M&Aの目的:AI・デジタル人材・データを統合
今回の完全子会社化の最大の目的は、グループ全体のデジタル戦略を一体化し、AIを中心とした新事業開発を加速することです。
  • SCSKのAI・クラウド・システム開発ノウハウを住友商事グループ全体に展開
  • 商社としての幅広い事業ネットワークとデータ資産を活用し、新たな価値を創出
  • 各事業部門での業務改革・生産性向上を支援
  • グローバル市場でも通用するデジタルソリューション企業体制の構築
住友商事社長は発表の中で「生成AIの進化はビジネスのあり方を根本から変えている。

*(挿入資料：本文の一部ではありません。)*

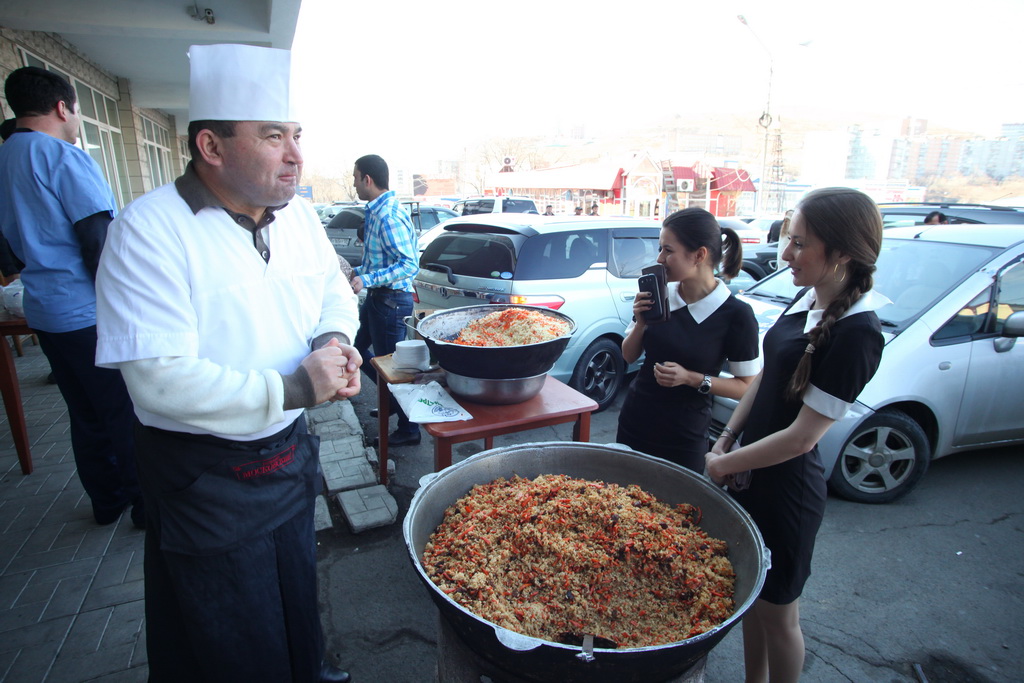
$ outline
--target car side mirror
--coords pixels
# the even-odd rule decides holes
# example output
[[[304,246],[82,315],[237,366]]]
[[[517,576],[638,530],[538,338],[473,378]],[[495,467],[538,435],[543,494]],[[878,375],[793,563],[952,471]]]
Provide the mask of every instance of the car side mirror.
[[[1011,313],[1003,323],[1001,337],[1024,337],[1024,311]]]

両社の技術と知見を融合し、社会課題の解決に貢献したい」とコメントしています。

買収条件
  • 買付方式:公開買付け(TOB)
  • 買付主体:SCインベストメンツ・マネジメント株式会社(住友商事100%子会社)
  • 買付価格:1株あたり5,700円
  • プレミアム率:約34%
  • 買収総額:約8,820億円
  • 買付期間:2025年10月30日〜12月12日
  • 資金調達方法:ブリッジローンを利用し、後に社債・長期借入金へ転換
  • 完全子会社化手法:TOB成立後、株式併合によるスクイーズアウト

日程
2025年10月29日:M&A公表
2025年10月30日〜12月12日:公開買付け期間
2026年2月頃(予定):SCSK臨時株主総会(株式併合議案)
2026年春頃(予定):上場廃止・完全子会社化完了

今後の展望:商社グループのDX推進をリード
今回の完全子会社化により、住友商事は「商社×IT」という独自のシナジーモデルをさらに強化します。AI・IoT・データ分析などの先端技術を用い、製造業・物流・金融などグループ各分野の効率化を推進。SCSKはこれまでの顧客基盤を維持しつつ、住友商事のグローバルネットワークを活用し、日本発の総合デジタルソリューション企業として新たな成長フェーズに入ると見られます。

まとめ
住友商事によるSCSKの完全子会社化は、単なるグループ再編ではなく、AIを中心とした次世代事業戦略の起点といえる動きです。AI時代を見据えた企業のM&A戦略として、今後の他業界への影響にも注目が集まります。